For ordinary CSS, no, the transformations are spec-safe. The two cases worth checking yourself: (1) zero values inside calc(), min(), max(), clamp() and CSS custom properties should not be unit-stripped because the typed-arithmetic rules require a unit; this tool's regex pass is conservative but if you have calc(0px + 10%) in your CSS, eyeball the output. (2) If your stylesheet has duplicate-property fallbacks like display: flex; display: grid;, this tool preserves both, but advanced minifiers like cssnano with the advanced preset would remove the first one. If you depend on browser-specific cascade behaviour, audit before deploying.
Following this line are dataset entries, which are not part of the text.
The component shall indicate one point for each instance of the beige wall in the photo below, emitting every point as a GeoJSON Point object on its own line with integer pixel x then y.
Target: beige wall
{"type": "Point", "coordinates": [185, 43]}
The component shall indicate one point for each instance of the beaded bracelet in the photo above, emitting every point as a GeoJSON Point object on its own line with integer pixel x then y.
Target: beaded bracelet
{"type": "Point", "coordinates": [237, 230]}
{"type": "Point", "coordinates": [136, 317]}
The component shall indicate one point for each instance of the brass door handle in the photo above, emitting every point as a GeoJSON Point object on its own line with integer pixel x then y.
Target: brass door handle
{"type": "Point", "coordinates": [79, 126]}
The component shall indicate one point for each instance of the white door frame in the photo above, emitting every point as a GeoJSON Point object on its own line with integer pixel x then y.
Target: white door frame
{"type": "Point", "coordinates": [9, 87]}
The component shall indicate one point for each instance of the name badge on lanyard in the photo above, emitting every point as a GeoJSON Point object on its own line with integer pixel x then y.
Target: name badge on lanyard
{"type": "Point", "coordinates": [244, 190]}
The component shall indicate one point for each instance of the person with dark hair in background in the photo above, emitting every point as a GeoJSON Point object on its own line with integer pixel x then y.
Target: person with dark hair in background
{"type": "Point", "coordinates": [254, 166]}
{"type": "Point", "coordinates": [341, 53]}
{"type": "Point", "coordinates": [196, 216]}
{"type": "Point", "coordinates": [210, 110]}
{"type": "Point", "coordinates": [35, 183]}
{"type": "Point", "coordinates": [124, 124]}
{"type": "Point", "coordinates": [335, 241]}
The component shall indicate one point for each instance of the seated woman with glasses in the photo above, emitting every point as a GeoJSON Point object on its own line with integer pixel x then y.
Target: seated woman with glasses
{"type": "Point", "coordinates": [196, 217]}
Does it preserve license headers?
No. Production minifiers honour the convention that comments beginning with /*! (with an exclamation mark) are preserved as "important", usually for copyright headers and license notices. This tool strips all comments equally. If you ship CSS that needs a license header (MIT, GPL, BSD source attribution), paste the header back into the output manually. For a pipeline that needs automatic preservation, use cssnano or Lightning CSS instead.
Should I use this if I already have a build pipeline?
Probably not, your bundler is doing this for you. webpack 5 ships css-minimizer-webpack-plugin with cssnano under the hood; Vite uses esbuild for CSS minification by default; Parcel uses Lightning CSS. This tool is for the cases your build pipeline doesn't cover: hand-rolled HTML, WordPress themes shipped without a Node toolchain, static-site generators that don't bundle minification, one-off CSS files for an email template or a quick demo. For those, a paste-in browser tool is the path of least resistance.
Are my files uploaded?
No. The minifier is JavaScript running in your browser. The CSS you paste never crosses the network, verify in DevTools' Network tab while you click Minify, or take the page offline after it loads and confirm the tool still works. Internal stylesheets, unreleased product styles and CSS revealing internal class taxonomies stay on your device.
Can I unminify the output later?
Not exactly, comments and original whitespace are gone forever, that's the point. But you can format minified CSS to make it readable again. Pretty-printers like Prettier (with the CSS plugin), the built-in Format Document command in VS Code, or any of the online "CSS beautifier" tools will reinsert indentation and line breaks. They cannot recover deleted comments. Always keep your unminified source in version control as the canonical form.